If you and your spouse decided to have a trial separation, the first thing that probably came to your mind was the big conversation you’re about to have with your kids. But, before you do share the news with them, be sure that you’re embarking on this segment of your life well informed and prepared.
A trial separation can end both ways, either in the two of you finding your way back to each other or in a divorce. It will depend on you alone.
The rules of a trial separation
A trial separation can begin in any number of ways. Sometimes, it’s a pinnacle of the most awful fight that the couple has ever had. Sometimes, it comes after years of a slow and painful process of detachment. And, in some cases, a three- or six-month trial separation is recommended to a couple as a part of a marital counseling.
Therefore, how you split may differ greatly, as well as your willingness to approach the separation with nationality and enthusiasm for making it into a positive time for your family. Or, the least negative one as possible.
However, since you called it a trial separation and not a divorce, you surely have some intention to make things work. To do so, there are important rules to follow.
The first rule is to be entirely honest. Ideally, you and your spouse will agree on your end goal and your wishes regarding the separation itself. But, even when you disagree, you should really be entirely frank about what you have in mind. As we will see in the next section, the same honesty will be required when you talk to your children.
Given that you have children, the number one rule is to make sure they are as comfortable as possible. Therefore, you’ll need to clear the air regarding finances and living arrangements. Discuss the frequency of the time that you’ll be spending as a family, as well as the kind of interaction the two of you will be having. In everything that you discuss, remain respectful and with your kids’ wellbeing in mind.
What is important to remember is that trial separation means that one or both of you still believe that the marriage is salvageable. It will be the time during which you will get a chance to detach from the negatives and from the ruminations about how much your spouse annoys you. It will be the time to gain insight into your marriage and who you are as an individual and get back into the game with a fresh fervor.
Time to talk to the kids
Once you and your spouse have agreed on what this period will mean and how long it will last, and you expressed your hopes and requirements, it is time to share all of this with your children. Of course, you need to be honest, and not to misguide them. But, based on their age and temperament, you will also need to adapt the story into a kid-friendly version.

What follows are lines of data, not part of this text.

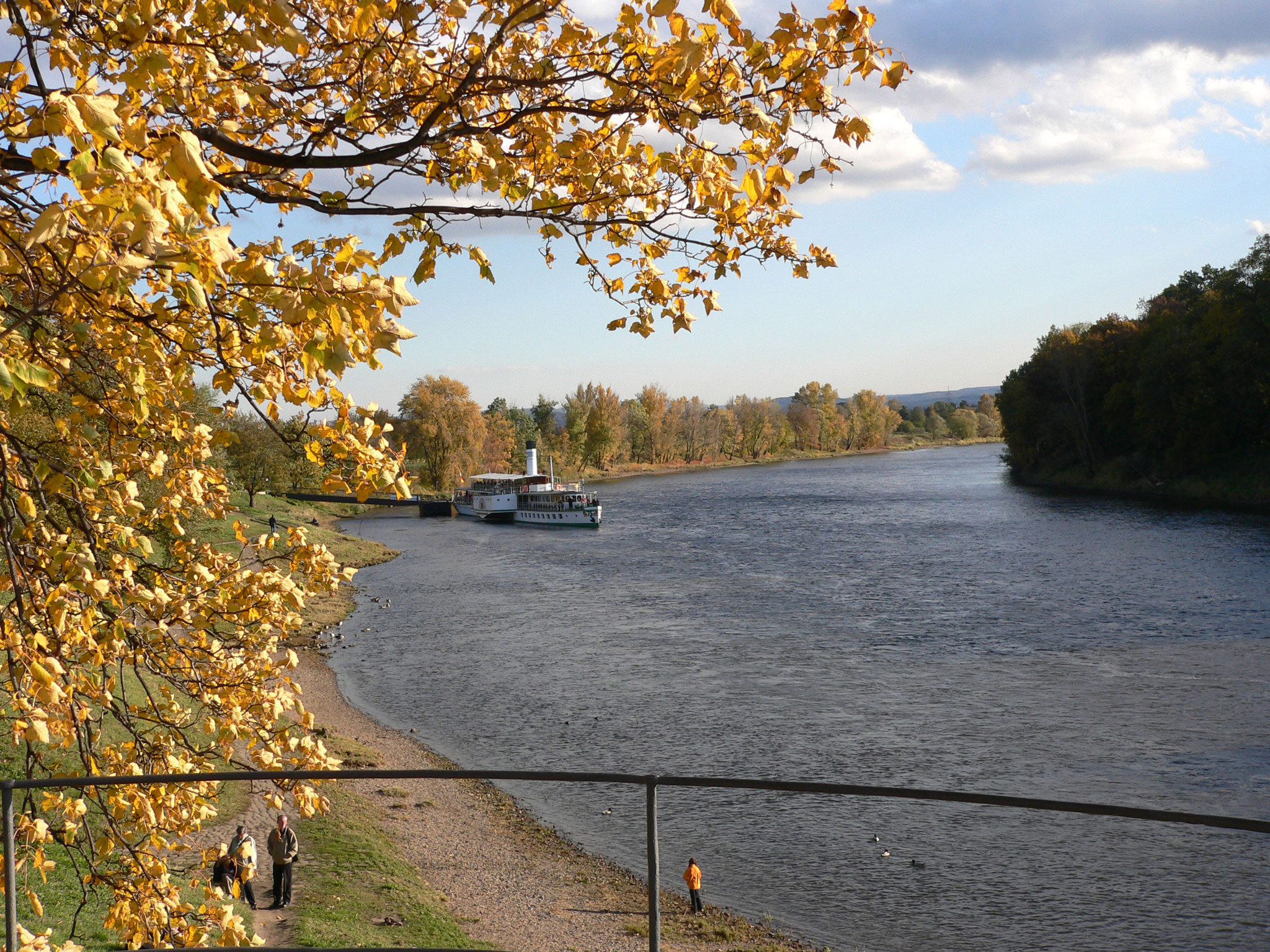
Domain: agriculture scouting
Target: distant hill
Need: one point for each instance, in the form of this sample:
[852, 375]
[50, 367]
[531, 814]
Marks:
[954, 397]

If you’re separating because of an infidelity, for example, and the inability of the cheated-on spouse to get over it at the moment, the children don’t really need to know that. What they should hear is that mom and dad don’t get along very well lately (which they surely know by now) and that in order for that to be fixed, they will take some time apart from each other.

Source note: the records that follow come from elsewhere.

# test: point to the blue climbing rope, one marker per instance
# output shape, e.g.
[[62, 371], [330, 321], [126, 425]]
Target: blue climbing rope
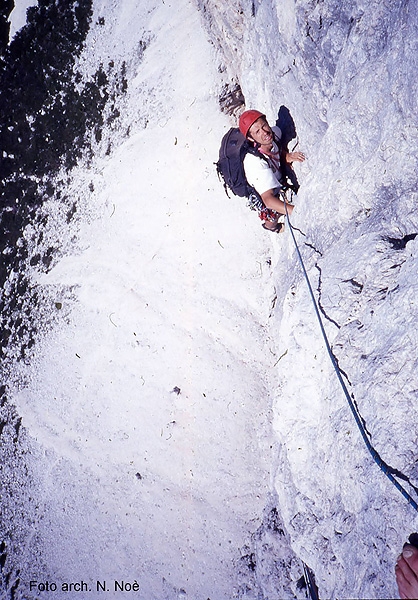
[[387, 470]]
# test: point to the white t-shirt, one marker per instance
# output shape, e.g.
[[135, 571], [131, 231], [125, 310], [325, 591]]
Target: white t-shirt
[[263, 174]]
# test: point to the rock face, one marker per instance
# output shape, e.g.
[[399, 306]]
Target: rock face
[[166, 395], [346, 71]]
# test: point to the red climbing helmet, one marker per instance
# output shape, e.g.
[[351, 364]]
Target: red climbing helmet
[[247, 119]]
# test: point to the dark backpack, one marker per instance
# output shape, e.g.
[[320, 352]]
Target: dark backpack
[[230, 166]]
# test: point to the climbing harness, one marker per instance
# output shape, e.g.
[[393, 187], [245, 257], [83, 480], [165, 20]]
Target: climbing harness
[[389, 471]]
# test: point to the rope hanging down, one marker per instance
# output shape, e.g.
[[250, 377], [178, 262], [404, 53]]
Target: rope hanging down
[[387, 470]]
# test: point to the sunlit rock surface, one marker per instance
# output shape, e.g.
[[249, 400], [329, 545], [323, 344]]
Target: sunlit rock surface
[[170, 416]]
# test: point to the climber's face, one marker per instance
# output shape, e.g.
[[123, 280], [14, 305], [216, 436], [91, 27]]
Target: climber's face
[[260, 132]]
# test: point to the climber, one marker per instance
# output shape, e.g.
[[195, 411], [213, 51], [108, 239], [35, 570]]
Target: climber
[[264, 174], [406, 572]]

Most importantly, you cannot overemphasize that nothing regarding separation is your children’s fault.
Let them know that all sorts of partnerships get in trouble sometimes and that there was nothing that they did or did not do that could influence that.
Also, be there to answer all the questions that your children might have, so that they are well prepared for this period, with the littlest surprises possible.
The trial period has ended, now what?
When the trial separation ends, the couple has to make a decision. Whether it is towards the positive outcome, or towards a divorce, any decision is better than leaving things at status quo. This is because problems in marriage don’t just go away, they take a lot of work and dedication, as practice shows.
To your children, you should announce your decision in the same manner as the one regarding the separation. Whatever you’ve decided, let them know that they’re loved by both of you, that they will be taken care of whatever happens, and that they will always be treated with honesty and respect.